Aufgrund des bestehenden latenten Misstrauens gegenüber den Russen liegt der neue Startplatz weit entfernt von den bestehenden Einrichtungen in Kourou. „Als wir 2002 zum ersten Mal hierher kamen, gab es hier nur Dschungel“, erinnert sich Dorden. „Wir mussten mit militärischen Geländewagen auf Raupenketten hierher kommen.“Auf dem orangeroten Boden wurde nun ein neuer Fahrbahnbelag verlegt. Trotzdem sind die Startplätze der Sojus mit Stacheldraht und einem stromdurchflossenen Metallgitter eingezäunt. Entlang des Umkreises gibt es mehrere bewachte Kontrollpunkte. Bei jedem von ihnen müssen Sie einen Pass vorzeigen. Zwischen ihnen kreuzen Wachen der Fremdenlegion - in Ketten- und Allradfahrzeugen.
„Jede Zusammenarbeit hat gewisse Grenzen“, sagt Mario de Lepine, Leiter des Pressedienstes bei Arianespace. Seine Firma wird die Sojus-Starts in Französisch-Guayana vermarkten. „Es ist besser, wenn jeder für sich ist“, erklärt der kleine Mann aus Französisch-Guayana energisch.

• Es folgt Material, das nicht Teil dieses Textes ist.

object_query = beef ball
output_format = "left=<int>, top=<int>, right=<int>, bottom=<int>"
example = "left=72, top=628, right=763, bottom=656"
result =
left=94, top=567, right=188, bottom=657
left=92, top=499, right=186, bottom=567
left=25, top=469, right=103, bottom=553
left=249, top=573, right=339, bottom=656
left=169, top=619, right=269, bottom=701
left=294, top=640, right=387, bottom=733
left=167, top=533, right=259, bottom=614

Kunden, die ihre eigenen Satelliten starten möchten und auf die Ariane-Rakete setzen, würden diese Ansicht unterstützen.
Die Einreise ohne Erlaubnis von Russen ist strengstens verboten
Die Russen führen weiterhin ihre kritischen Starts in Baikonur durch und werden im Laufe der Zeit Raketen vom neuen Kosmodrom Wostotschny nahe der Grenze zu China starten können. In Kuru reagieren die Russen auf das Misstrauen der Europäer, indem sie am Startplatz der Sojus separate Zonen einrichten. Unweit des Startplatzes befindet sich ein heller, klimatisierter Raum. Hier befindet sich in horizontaler Position eine grau lackierte Rakete, der nur der Sprengkopf fehlt. Zu ihrer Überraschung steht es den Mitarbeitern und Gästen der ESA frei, alles zu inspizieren. Aber jeder, der das Gebiet betreten will, in dem der Raketenkopf montiert ist, braucht eine Genehmigung der Russen. An der Tür steht in Französisch und Russisch: "Eintritt ohne russische Erlaubnis ist strengstens verboten."

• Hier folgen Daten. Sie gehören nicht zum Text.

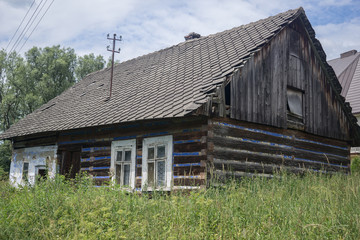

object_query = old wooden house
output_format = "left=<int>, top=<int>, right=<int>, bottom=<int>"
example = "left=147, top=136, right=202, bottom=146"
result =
left=328, top=50, right=360, bottom=156
left=1, top=8, right=359, bottom=191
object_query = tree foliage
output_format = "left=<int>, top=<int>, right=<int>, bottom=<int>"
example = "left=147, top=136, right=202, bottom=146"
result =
left=0, top=45, right=105, bottom=171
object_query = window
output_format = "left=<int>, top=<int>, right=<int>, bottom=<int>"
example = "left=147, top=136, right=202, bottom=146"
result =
left=287, top=88, right=304, bottom=123
left=35, top=165, right=47, bottom=180
left=142, top=136, right=173, bottom=190
left=22, top=162, right=29, bottom=181
left=111, top=139, right=136, bottom=189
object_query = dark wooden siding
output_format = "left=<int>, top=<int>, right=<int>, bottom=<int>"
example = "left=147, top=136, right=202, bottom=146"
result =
left=58, top=118, right=207, bottom=189
left=230, top=22, right=350, bottom=140
left=208, top=118, right=350, bottom=178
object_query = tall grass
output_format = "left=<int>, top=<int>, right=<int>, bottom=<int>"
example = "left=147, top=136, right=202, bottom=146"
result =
left=0, top=174, right=360, bottom=239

Trotz der bestehenden Schwierigkeiten tun beide Seiten alles, um dieses Projekt zum Erfolg zu führen. Die ersten Tests sollen am 1. April beginnen. Der Zeitpunkt des ersten Starts hängt davon ab, wann die Nutzlast bereit ist. Läuft alles nach Plan, wird im Sommer die erste Sojus mit zwei Galileo-Satelliten an Bord gestartet. Das Kontrollzentrum des Startkomplexes befindet sich in einem speziellen Bunker und ist mit modernsten Computern ausgestattet. Die Ausrüstung, mit der Garro und seine russischen Kollegen den Start steuern werden, ist bereits vorhanden. „Wenn es Probleme gibt, bin ich der Erste im Gulag“, sagt der Franzose schmunzelnd.
Es ist unwahrscheinlich, dass dies geschieht, und die starken Systeme der "Union" werden ihre Aufgabe bewältigen. Auch wenn ein oder zwei Triebwerke ausfallen, wird die Rakete trotzdem ihr Ziel erreichen. Das sagen zumindest Leute, die dieses Geschäft verstehen.

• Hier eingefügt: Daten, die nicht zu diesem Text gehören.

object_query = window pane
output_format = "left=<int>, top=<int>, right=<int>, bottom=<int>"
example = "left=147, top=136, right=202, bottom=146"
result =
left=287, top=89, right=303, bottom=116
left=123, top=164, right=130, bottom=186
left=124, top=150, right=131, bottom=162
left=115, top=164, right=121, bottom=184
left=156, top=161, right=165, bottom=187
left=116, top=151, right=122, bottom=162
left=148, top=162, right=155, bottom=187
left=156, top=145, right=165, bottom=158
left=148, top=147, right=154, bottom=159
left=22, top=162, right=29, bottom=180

Wird Russlands bewährte Weltraumtechnologie, die in Kourou installiert ist, jemals verwendet werden, um Menschen ins All zu schicken? „Solche Pläne gibt es noch nicht“, sagt ESA-Chef Dorden. Dafür werden die Europäer auf jeden Fall viel Geld ausgeben müssen. Unter anderem um die Anwesenheit von Kriegsschiffen sicherzustellen, die bei einem erfolglosen Start die Astronauten aus dem Wasser holen müssen.
Irgendwann mal. Kann sein. „Sag niemals nie“, sagt Dorden.